So you wanna break wind while everyone is enjoying a home cooked meal, huh? Alright you son-of-a-bitch, I’ll see you in the yard!
Shane is a 28 year old skinhead from Idaho. He was in Washington State picking up a garbage bag full of hallucinogenic mushrooms (aka: shrooms). Before he could cross back into Idaho, he got pulled over by a state trooper. Book em Dano! He ended up getting 6 years.
Shane is one nasty dude. He loves ripping nasty ass farts. He even eats match heads because he says the sulfer makes his farts smell even worse. At the Washington State Penitentiary in Walla Walla, he lives in a 4-man cell. The fart games are constant in that cell. As one guy sleeps, another guy will pull down his pants and place his naked ass inches from his sleeping celly’s face. Then he’ll blow his hair back with a hot stinky gust of ass air. The victim of this practical joke wakes up to the other 3 laughing, and nose full of microscopic shit particles. Later he returns the favor by farting in his hand and rubbing it in his celly’s face.
It’s an ongoing cycle that never ends. So naturally, Shane continues his rude antics outside of his cell too. That includes the chow hall. A place where everyone gathers to eat. And not everyone is fond of the “fart game.” Especially Danner. Danner is an old school convict who’s been in & out of prison since the early 80’s. He’s hardly amused and only has one smile that very few people have ever seen. So when Shane let one rip in the chow hall, Danner reacted.
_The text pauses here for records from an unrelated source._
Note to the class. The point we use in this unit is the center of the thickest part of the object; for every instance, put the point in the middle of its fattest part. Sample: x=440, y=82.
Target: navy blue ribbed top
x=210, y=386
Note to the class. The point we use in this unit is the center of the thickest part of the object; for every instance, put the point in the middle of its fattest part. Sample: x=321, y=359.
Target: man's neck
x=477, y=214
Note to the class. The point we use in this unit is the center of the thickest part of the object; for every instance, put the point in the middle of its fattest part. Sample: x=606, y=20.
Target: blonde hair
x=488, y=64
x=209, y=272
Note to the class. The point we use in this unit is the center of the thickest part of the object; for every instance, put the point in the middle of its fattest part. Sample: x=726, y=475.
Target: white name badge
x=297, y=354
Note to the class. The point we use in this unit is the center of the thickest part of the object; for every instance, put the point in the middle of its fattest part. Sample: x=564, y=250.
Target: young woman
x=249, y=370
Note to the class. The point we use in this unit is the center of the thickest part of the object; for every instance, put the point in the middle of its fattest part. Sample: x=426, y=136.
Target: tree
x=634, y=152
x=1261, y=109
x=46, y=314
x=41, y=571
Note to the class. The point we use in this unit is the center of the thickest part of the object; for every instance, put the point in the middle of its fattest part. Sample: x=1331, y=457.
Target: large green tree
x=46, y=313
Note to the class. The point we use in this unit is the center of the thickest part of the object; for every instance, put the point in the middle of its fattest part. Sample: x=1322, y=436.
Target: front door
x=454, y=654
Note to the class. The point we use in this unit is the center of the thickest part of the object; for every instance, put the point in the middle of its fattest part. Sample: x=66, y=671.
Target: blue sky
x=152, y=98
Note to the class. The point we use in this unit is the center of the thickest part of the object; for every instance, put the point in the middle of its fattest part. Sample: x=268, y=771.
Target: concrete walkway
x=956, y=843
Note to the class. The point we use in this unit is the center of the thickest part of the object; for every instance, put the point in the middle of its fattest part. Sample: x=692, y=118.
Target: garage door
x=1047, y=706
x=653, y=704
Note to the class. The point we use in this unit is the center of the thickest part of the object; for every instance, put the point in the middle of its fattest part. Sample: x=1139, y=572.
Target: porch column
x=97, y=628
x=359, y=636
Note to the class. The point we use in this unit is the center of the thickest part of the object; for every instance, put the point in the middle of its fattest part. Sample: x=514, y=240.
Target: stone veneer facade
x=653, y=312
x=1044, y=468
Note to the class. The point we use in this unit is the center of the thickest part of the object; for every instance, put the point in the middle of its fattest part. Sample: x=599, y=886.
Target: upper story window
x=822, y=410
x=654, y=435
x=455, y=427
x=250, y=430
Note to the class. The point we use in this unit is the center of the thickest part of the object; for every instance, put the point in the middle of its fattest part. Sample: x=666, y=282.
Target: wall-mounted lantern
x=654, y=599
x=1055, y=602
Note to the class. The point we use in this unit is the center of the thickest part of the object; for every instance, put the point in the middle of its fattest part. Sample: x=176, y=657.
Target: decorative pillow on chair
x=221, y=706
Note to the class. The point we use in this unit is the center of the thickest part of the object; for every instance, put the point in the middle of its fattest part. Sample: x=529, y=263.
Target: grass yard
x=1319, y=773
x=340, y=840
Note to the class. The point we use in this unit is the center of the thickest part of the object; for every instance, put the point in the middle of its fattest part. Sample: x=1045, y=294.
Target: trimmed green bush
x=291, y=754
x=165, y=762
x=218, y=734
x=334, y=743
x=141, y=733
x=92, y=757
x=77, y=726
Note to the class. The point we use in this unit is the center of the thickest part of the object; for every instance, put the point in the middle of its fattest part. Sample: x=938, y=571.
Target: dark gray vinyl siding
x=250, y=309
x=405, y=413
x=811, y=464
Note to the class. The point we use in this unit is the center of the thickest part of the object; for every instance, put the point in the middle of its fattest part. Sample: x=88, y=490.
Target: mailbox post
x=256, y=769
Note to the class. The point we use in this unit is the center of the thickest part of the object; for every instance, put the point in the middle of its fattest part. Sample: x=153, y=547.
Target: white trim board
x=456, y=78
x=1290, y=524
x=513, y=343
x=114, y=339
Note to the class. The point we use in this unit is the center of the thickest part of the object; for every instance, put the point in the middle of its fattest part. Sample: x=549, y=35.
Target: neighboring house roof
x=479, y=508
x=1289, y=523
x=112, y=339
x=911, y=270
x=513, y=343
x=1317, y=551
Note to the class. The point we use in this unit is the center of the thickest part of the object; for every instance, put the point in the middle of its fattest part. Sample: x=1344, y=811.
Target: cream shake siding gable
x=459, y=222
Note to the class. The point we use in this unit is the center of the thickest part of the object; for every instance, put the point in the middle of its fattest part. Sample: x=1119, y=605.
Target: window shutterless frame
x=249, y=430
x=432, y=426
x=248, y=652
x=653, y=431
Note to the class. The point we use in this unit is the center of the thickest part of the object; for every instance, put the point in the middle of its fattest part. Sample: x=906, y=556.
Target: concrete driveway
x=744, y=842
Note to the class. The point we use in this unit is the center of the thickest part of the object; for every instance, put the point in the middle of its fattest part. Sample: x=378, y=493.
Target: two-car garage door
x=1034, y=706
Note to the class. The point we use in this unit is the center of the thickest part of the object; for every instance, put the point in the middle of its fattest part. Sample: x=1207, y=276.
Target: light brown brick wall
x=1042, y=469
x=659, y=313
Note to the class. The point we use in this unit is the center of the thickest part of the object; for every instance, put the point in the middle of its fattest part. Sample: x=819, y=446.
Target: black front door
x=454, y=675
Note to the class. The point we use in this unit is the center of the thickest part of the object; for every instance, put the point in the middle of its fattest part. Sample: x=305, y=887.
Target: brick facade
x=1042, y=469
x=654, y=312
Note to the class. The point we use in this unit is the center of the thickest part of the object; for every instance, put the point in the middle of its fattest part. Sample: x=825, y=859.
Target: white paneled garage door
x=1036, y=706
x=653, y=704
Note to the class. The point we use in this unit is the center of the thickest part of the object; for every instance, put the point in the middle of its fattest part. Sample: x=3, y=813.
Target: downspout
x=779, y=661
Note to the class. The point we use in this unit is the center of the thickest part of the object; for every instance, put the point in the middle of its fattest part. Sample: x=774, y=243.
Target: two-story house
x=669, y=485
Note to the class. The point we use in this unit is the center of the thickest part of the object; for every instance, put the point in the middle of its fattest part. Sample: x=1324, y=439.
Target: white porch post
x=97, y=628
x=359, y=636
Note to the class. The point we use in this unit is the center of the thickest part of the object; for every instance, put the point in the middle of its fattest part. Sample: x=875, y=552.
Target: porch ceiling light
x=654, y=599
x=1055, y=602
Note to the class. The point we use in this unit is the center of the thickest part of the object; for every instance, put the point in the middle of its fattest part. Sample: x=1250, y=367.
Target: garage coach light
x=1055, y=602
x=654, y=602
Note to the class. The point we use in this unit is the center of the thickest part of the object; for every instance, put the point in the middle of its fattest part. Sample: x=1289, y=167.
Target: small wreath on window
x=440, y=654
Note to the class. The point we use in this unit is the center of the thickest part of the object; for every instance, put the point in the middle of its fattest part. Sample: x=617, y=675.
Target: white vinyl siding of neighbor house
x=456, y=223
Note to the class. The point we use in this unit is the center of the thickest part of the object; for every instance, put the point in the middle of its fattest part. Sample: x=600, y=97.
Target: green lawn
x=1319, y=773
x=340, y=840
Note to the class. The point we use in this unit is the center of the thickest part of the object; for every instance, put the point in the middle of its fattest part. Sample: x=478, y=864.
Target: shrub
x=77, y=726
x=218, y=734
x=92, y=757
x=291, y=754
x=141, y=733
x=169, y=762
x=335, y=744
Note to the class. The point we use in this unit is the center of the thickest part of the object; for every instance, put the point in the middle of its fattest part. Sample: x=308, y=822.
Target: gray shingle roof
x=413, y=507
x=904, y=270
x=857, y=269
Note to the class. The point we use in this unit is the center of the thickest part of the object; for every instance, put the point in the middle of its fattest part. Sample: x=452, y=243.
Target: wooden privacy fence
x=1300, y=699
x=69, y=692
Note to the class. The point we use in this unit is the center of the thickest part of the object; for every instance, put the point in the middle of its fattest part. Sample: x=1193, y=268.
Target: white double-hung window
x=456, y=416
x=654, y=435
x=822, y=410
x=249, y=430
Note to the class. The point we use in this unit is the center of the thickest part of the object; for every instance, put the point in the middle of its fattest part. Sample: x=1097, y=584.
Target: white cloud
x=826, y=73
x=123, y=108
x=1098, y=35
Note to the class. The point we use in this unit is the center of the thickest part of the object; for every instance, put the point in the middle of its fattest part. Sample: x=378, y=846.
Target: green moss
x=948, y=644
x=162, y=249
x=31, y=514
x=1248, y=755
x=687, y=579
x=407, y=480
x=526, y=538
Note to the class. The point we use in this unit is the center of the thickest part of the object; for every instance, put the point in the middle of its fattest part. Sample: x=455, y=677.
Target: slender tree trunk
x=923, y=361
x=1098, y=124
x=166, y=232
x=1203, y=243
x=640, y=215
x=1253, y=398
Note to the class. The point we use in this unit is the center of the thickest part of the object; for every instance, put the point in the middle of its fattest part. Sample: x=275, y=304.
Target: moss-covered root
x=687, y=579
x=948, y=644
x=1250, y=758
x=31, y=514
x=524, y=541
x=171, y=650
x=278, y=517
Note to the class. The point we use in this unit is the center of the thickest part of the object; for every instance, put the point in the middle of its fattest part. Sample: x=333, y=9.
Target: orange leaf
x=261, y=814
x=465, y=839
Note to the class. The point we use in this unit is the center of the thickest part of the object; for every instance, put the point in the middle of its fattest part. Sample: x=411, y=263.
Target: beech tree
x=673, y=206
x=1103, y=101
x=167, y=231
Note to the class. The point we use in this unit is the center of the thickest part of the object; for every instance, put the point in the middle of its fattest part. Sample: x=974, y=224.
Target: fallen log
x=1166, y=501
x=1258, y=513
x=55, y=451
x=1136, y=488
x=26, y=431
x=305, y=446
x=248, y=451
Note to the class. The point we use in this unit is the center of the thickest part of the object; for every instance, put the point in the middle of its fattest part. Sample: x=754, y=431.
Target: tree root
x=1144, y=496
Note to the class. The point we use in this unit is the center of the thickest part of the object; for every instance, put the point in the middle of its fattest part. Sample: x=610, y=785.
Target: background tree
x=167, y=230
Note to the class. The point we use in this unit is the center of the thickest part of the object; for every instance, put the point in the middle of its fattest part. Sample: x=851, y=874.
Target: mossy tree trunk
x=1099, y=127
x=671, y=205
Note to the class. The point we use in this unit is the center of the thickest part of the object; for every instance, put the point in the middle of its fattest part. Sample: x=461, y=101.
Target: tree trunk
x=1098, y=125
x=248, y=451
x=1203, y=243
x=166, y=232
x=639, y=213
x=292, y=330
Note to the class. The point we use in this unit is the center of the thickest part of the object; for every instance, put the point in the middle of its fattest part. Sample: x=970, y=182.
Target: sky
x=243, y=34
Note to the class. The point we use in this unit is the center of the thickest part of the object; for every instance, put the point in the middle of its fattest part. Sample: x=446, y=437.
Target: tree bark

“Come on you nasty mother fucker, show some god damn respect and clinch your ass cheeks.” Tension instantly filled the shit scented air. Danner wasn’t messing around, and everyone knew it.
Shane attempted to save face, “Oh come on Danner, lighten up. It was only a joke.”
Danner replied with more agitation in his voice, “It wasn’t a fucking joke! Jokes are funny. You farting in the chow hall is not funny. Don’t do it again!”
Shane’s pride was wounded by Danner’s choice words. So rather than talk shit back with his mouth, Shane talked more shit with his ass. He lifted one butt cheek off the seat and pushed as hard as he could. His ass ripped the loudest, longest fart anyone has ever heard in the chow hall. Several guys started laughing. Now Danner’s pride was wounded. Danner stood up and grabbed his tray. He said, “Alright you son-of-a-bitch. I’ll see you in the yard!”
Sure enough, that night Danner beat the shit outta Shane. It wasn’t even a close fight. Danner knocked him out with one punch, then proceeded to kick Shane in the head and face. He stopped only after a warning shot was fired from the gun tower.
Moral of the story: Don’t fart in the chow hall. And if you do, say your sorry.